Corbis, an image licensing company founded by Bill Gates, quietly divested its photography business to Visual China Group earlier this year to rebrand as Branded Entertainment Network (BEN).

It is also relocating from Seattle to Los Angeles to focus on pairing advertisers with entertainment.

The company built a platform to support product placement in Hollywood movies, television shows and video content from 22,000 digital influencers across YouTube, Snapchat, Instagram, Twin and Twitch.

BEN did more than 5,000 integrations in 2015 into different content, according to the company's CEO Gary Shenk. "These placements, authentically woven into storylines, provide entertainment," he said.
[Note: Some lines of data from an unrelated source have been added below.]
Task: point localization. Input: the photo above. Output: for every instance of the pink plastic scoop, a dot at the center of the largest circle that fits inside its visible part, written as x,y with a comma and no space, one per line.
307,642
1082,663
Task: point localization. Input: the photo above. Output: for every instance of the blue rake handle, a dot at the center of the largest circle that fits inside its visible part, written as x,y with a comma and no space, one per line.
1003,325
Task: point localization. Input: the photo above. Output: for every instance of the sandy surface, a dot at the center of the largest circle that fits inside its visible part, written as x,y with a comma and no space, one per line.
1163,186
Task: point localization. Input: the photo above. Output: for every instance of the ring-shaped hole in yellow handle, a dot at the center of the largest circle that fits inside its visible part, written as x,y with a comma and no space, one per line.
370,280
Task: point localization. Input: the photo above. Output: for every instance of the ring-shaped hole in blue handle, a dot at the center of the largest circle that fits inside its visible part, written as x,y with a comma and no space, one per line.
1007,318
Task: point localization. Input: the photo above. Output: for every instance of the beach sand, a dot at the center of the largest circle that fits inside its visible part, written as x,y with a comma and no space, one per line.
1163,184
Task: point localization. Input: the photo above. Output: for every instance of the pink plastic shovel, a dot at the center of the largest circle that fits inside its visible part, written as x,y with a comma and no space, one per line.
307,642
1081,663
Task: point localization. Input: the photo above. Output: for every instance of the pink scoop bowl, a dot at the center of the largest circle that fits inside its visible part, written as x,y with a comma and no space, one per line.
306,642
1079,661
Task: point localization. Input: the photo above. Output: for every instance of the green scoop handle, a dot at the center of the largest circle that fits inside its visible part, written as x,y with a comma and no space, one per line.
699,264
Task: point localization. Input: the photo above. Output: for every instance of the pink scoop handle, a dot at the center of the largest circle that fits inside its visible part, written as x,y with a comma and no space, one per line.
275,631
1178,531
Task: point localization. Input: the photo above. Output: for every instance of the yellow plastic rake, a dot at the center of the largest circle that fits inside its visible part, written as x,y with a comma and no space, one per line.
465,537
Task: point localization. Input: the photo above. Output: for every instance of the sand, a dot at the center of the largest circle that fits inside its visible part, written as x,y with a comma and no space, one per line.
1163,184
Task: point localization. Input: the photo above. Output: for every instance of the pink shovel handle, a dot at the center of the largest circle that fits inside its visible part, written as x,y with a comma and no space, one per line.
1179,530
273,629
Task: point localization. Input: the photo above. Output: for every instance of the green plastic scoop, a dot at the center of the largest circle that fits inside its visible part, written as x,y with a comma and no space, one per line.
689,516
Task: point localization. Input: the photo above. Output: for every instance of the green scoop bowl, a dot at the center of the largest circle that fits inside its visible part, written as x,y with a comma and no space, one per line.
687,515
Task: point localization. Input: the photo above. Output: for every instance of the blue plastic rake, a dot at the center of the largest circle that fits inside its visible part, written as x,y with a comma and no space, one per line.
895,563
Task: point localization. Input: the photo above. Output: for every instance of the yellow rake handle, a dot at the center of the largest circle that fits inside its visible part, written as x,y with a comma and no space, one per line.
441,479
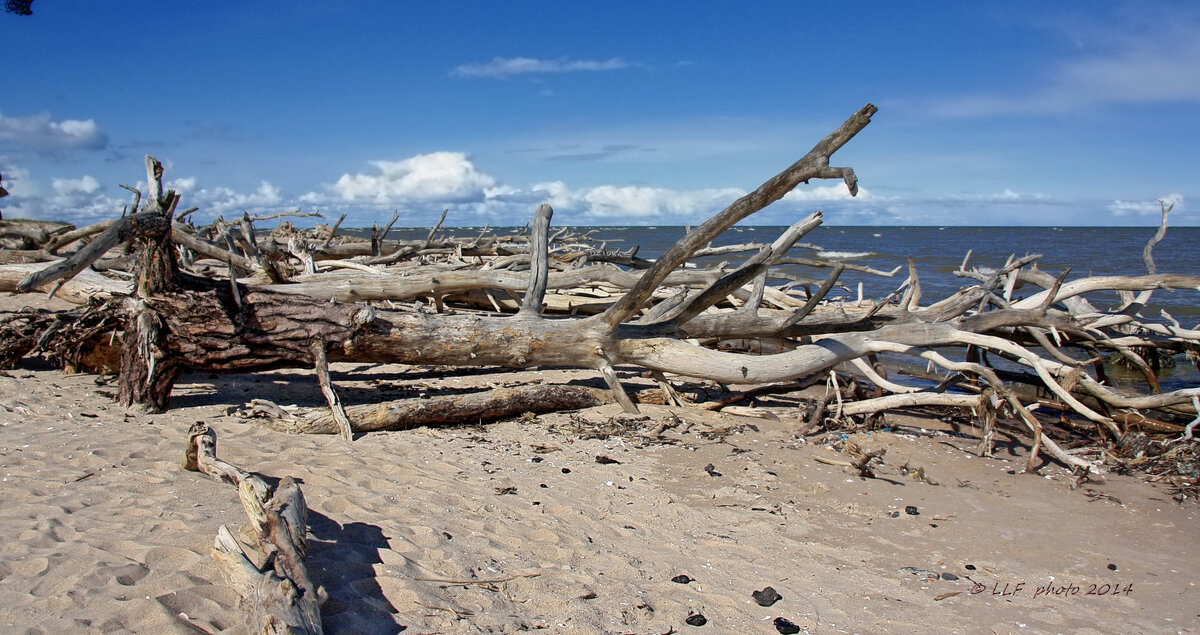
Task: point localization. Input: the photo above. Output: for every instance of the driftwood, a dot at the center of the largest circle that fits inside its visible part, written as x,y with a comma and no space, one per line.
277,594
581,310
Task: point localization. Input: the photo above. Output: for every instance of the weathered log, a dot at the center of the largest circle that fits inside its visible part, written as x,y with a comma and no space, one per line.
280,595
403,414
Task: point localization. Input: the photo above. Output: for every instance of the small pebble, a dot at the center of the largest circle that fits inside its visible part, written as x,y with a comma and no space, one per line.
766,597
921,573
784,625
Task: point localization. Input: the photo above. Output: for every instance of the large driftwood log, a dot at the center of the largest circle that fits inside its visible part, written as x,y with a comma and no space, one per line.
172,323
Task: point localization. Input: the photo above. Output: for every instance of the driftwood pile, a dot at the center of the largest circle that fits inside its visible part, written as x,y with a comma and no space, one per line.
160,297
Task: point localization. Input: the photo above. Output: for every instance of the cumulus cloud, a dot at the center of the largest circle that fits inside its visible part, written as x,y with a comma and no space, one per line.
505,67
437,177
826,192
42,133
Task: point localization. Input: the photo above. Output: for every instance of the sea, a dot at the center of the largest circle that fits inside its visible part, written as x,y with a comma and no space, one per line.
939,251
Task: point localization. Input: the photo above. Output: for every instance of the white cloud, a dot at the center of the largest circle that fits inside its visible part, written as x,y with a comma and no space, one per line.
1145,208
504,67
827,192
85,185
43,133
642,203
437,177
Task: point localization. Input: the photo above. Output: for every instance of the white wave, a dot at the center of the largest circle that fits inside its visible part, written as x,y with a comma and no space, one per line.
844,255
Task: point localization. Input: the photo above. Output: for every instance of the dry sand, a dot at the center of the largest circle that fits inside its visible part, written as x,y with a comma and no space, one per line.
517,526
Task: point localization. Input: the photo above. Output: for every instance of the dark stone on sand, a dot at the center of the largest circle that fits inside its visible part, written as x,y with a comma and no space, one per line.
786,627
924,574
766,597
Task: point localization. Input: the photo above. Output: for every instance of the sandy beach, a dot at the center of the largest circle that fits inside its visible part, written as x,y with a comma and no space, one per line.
579,522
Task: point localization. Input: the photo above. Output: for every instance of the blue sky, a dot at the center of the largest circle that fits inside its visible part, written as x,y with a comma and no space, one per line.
616,113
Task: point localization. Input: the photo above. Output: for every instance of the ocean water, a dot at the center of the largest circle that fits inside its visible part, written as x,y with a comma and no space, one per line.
939,251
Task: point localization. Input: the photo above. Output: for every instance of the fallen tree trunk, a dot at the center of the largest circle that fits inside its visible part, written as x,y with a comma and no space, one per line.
172,322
Product placement could become the answer to ad blocking in browser-based software. The company has placed General Motors' Cadillac in "Criminal Minds" and "Hawaii Five-O"; Ubisoft in Tom Clancy's "The Division" video game; and Proxim Spirits' Cuervo into Crackle shows StartUp and The Art of More. Other brands include Heineken, and Microsoft. Most brands doing business with BEN would rather keep it hush, hush.



Shedding light on BEN's brand and media client list, Shenk said: "We literally have every script in Hollywood and upcoming piece of content in our system. We have TV shows that are coming up in a year, and music videos scheduled for release in a month."

Some 70% of respondents to a study conducted by Ipsos Public Affairs between April 11 and 15, 2015 believe branded integrations, such as product placements, are successful because they allow for a more natural and organic approach compared with traditional advertising.

The national online sample includes 100 adults ages 18 and older who work full-time in the marketing, advertising or branding industries.

Many participating in the study agree that the landscape continues to change.

About 66% said ads used today in print are less effective today compared to what they once were. Some 53% said the same about radio, and 52% about TV.

"In the day, product placement was a vanity play, and no one had any idea how it performed or if it helped the brand," Shenk said. "Now we do."

The platform can predict how a piece of content will perform for a brand within 100% accuracy, Shenk said, based on more traditional data from Nielsen, Rentrak, and comScore, as well as MRI, which measures consumer sentiment. The platform, accessible to brands and media agencies after a vetting process, also integrates social data from Shareably.

The content database includes physiographic and demographic profiles for every show. The company also established a pricing model based on how the product gets woven into the content, and how long the product appears on screen.

BEN takes a percentage of the earnings. The average cost per thousand impressions advertisers pay ranges from $20 to more than $100, compared with less than 10 cents under the product placement model, Shenk said.